Pubblicato il 06/09/2015 13:23:07
Il gatto che non sapeva uscire
I gatti, si sa, s’infilano negli anfratti e quel giorno io avevo lasciato una breccia di porta socchiusa. Era un gatto piccolo e nero, di pochi mesi, uno dei tanti che battevano il giardino, metà selvatico, metà domestico, un gatto cresciuto senza anagrafe che aveva già imparato a conoscere la stenosi aortica dell’inverno.
D’improvviso sentii il suo miagolio salire le scale, inspessirsi di paura fino a compattarsi in un’aria da soprano. Lo scorsi correre con le zampine che derapavano sulla cera del pavimento in palladiana. Provai a riaprire la porta e a dispormi al lato opposto per indicargli la prospettiva, come un crepuscolare vigile urbano. Ma un demone gli mordeva la corsa e come un ossesso spingeva l’atleta a doparsi di slancio. Pazientai seduto qualche istante poi disposi un piatto di crocchette lungo la direzione della porta per sottolineare l’esistenza di un varco. Ma fu tutto inutile e il tempo invano passava e, dovendo uscire, pensai di lasciare la bestia dove stava. Mi ero già infilato il cappotto quando incrociai il suo sguardo atterrito, stranito, selvaggio e scorsi un vago terrore di figlio. Strano a dirsi, ma accadde allora uno scambio di vasta portata, un pareggio d’evoluzione un reciproco confidare nell’altro. A breve la sua corsa perse d’angoscia fino a placarsi in una specie di coltre calma rappresa. A passi pazienti mi avvicinai fino a toccargli il respiro. Adesso giaceva immobile e le vibrisse erano libellule in precario equilibrio sul dorso di un lago febbrile. Solo un passo ci separava e quando mi inginocchiai scorsi il suo sguardo soppesare l’azzardo. Allungai una mano fino alla pellicola delle ossa. Si ritrasse, ma solo per malcelata abitudine. Lo accarezzai dolcemente e sentii la schiena tremolare come il bucato dell'insonnia. Restammo a lungo sospesi a questa distanza, due soldati protesi in allerta. Non si mosse neppure quando, adagio, lo raccolsi per posarlo in giardino, il cuore ormai tutto incarnito al tenue costato d’uccello. Appena fuori lo lasciai e lui si divincolò leggero voltandosi due o tre volte come un condannato che non crede alla grazia.

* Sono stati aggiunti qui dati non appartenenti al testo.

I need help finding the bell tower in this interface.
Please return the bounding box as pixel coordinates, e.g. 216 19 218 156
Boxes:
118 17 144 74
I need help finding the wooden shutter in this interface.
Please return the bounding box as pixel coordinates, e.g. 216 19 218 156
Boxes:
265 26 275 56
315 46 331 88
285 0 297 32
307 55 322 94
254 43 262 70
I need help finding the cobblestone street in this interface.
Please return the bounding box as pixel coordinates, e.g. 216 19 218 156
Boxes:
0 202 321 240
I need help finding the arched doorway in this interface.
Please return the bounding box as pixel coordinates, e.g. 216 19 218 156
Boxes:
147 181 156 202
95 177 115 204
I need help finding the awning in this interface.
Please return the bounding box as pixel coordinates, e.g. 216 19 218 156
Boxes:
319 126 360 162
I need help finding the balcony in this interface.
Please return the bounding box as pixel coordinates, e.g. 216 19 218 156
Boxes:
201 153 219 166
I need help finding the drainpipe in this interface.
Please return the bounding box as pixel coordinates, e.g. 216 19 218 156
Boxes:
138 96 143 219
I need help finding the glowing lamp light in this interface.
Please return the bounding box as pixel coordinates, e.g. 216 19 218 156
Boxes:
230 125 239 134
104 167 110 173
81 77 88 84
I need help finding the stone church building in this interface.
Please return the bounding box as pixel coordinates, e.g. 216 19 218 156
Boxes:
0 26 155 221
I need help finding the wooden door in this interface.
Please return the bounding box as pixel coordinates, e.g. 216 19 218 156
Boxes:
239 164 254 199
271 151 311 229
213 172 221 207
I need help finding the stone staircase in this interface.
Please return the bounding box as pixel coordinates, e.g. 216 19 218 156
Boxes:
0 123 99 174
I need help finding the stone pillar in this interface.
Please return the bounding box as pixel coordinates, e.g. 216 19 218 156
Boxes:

Da quel giorno, ogni mattina, mi aspetta sull’uscio e mi scorta fino all’incrocio. Anche quando ritorno a casa con ritagli di sgombro e coda di rospo lui resta in attesa al suo posto. Come un portinaio di Manhattan conosce il disporsi degli insiemi e non manca mai di lanciarmi, da sotto il colbacco peloso, un felino cenno d’intesa.